The little boy didn’t go to school.
Today was the first day of third grade and my kid missed it.
I knew it would be difficult this morning, but I had no idea it would be as bad as it was.
I’m too fatigued to explain it very well.
Suffice it to say, there is no motivating my son to do something he just doesn’t want to do.
There is no reward, no punishment, no bargaining, nothing that would have made him go.
As long as he understood that school was my objective in getting him dressed and fed and out the door, he was dead weight on the couch.
He would not budge. I made a move closer and he lay even flatter and lower into the cushions.
Another step toward him and he slithered down onto the floor.
I raised my voice and he leaped to his feet in an arm flailing tantrum.
He whirled his body back and forth and started chucking his toys into the air.
I spoke softly, I ordered, I barked, I yelled. I sobbed and I ranted to the husband before he left for work. I lost my mind. What was left of it anyway.
And then I decided not to make him go.
Instead, I would take him with me to breakfast for Grandma’s birthday.
I called the school and left the message.
I sat on the couch and I explained to the boy how sad I was that he didn’t want to go.
I explained that his new teacher was sad and his friends would miss him.
He seemed to listen. He made eye contact and I’m certain he understood.
But he didn’t care and he didn’t move.
He didn’t move until I told him he could come with me to get pancakes with Grandma.
Then the child was up, dressed, and smiling by the door in five minutes. Five. And there were invisible helium balloons attached to his limbs and mood.
He would just so much rather be with me or his dad than with a teacher or an aide or other kids.
He would so much rather be in his own house with his own toys and have his own park nearby than go to school all day.
So, what to do?
I’m back to the never ending question in my head, should I home school him?
I still don’t think that’s the answer.
At least, not for me.

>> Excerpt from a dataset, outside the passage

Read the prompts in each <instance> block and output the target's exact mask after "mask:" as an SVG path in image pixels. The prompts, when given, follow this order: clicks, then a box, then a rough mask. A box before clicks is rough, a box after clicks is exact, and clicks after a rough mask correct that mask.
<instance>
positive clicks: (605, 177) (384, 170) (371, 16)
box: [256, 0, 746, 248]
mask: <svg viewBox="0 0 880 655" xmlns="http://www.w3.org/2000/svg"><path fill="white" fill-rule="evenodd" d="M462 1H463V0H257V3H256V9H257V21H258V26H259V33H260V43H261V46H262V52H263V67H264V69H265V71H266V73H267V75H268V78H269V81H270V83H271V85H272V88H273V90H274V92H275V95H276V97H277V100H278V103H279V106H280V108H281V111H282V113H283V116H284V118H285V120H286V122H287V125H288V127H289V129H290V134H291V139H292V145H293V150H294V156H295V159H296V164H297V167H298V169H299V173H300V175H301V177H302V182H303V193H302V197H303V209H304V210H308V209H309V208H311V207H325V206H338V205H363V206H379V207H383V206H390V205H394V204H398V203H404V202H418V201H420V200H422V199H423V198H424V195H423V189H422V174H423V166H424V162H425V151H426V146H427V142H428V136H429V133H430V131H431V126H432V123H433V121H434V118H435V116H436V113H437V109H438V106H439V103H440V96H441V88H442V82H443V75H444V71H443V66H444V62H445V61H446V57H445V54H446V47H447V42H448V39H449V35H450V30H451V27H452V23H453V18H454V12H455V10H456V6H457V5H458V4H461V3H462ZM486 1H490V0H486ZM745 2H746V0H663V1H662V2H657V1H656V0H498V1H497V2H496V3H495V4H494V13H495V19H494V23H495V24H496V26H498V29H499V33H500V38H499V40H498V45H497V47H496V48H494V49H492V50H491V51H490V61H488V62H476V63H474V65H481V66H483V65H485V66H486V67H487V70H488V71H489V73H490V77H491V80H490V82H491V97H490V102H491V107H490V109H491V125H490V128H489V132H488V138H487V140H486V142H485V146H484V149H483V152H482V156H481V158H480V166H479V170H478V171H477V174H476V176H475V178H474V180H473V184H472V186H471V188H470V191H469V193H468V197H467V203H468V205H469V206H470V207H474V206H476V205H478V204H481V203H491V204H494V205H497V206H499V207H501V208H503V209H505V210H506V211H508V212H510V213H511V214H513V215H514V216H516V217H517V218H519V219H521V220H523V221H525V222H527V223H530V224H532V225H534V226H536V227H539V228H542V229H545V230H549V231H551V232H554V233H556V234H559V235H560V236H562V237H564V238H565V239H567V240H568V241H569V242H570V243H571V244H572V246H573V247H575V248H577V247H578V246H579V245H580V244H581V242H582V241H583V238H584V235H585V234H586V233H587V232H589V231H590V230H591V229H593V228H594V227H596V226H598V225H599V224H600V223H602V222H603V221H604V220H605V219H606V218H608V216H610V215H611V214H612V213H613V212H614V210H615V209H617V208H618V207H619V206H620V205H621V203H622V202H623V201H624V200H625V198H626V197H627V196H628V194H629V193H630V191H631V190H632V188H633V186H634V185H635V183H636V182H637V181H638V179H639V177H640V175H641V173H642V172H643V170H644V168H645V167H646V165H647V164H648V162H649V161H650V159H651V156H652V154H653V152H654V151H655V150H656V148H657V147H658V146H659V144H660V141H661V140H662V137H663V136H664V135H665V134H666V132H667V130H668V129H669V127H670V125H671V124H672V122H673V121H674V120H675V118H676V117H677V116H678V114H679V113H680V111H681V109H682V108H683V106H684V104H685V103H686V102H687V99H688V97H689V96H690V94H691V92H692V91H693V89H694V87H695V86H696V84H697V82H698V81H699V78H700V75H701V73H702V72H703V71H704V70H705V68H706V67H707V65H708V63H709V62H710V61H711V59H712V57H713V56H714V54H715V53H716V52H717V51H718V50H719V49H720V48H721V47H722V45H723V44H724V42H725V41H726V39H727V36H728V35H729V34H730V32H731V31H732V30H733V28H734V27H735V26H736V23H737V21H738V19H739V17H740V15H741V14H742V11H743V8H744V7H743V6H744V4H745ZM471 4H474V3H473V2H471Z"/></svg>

I would go insane. Worse than now.
So, really, what do I do?
Another school! A better school. A more appropriate school.
Sounds good. And it’s the number one suggestion we get from everyone, but no one knows what it’s like to be in the car with our son.
He freaks out in traffic. FREAKS OUT.
He hates red lights. He tears the car to pieces when we stop for them – kicks the back of the front seat, throws whatever he can reach. It’s not good.
He can’t stand to go less than 30 miles per hour and he prefers 60.
It’s a miracle that we make it the two miles to the curent school. I can’t imagine what it would be like to drive a longer distance every morning.
A couple of weeks ago, he hit me on the side of the face with a hurled happy meal toy while we were stopped at a light. Not safe. Not fun. Not the stuff of tear-free parenting.
So, really, what do I do?
You know, partly I feel like I’m too dumb to home school him. I’m too foggy headed to teach him anything.
Isn’t that crazy? But it’s how I feel.
I’ve lost a lot of brain cells from sleep deprivation and stress. I don’t remember stuff I learned in school. How am I to teach it to him?
I’m also worried that he picks up on my own lack of regard for public education.
My parents were teachers. I spent many of the Saturdays in my youth drawing giant monsters on the chalkboard in my father’s classroom. I loved school. I respected the institution when I was little.
I still have immense respect for teachers and principals and the staff who show up to impart their wisdom.
But now, I’m convinced the world is going to end, so sitting in a square box all day seems like a waste of time to me. Does my kid pick up on that? Probably. I want him with me. Really, the same sentiment goes for the husband too. Square box, no. With me, yes. Together when the world ends. That’s what I want.
Ah geez, this is getting heavier than I intended. I’m tired. I’m rambling. More tomorrow.
P.S. Almost forgot to cherish the last moments in the parking lot after breakfast with the family…the little boy went around the circle and said “I love you” (with names attached) to every person there. Huge. Didn’t learn that from school.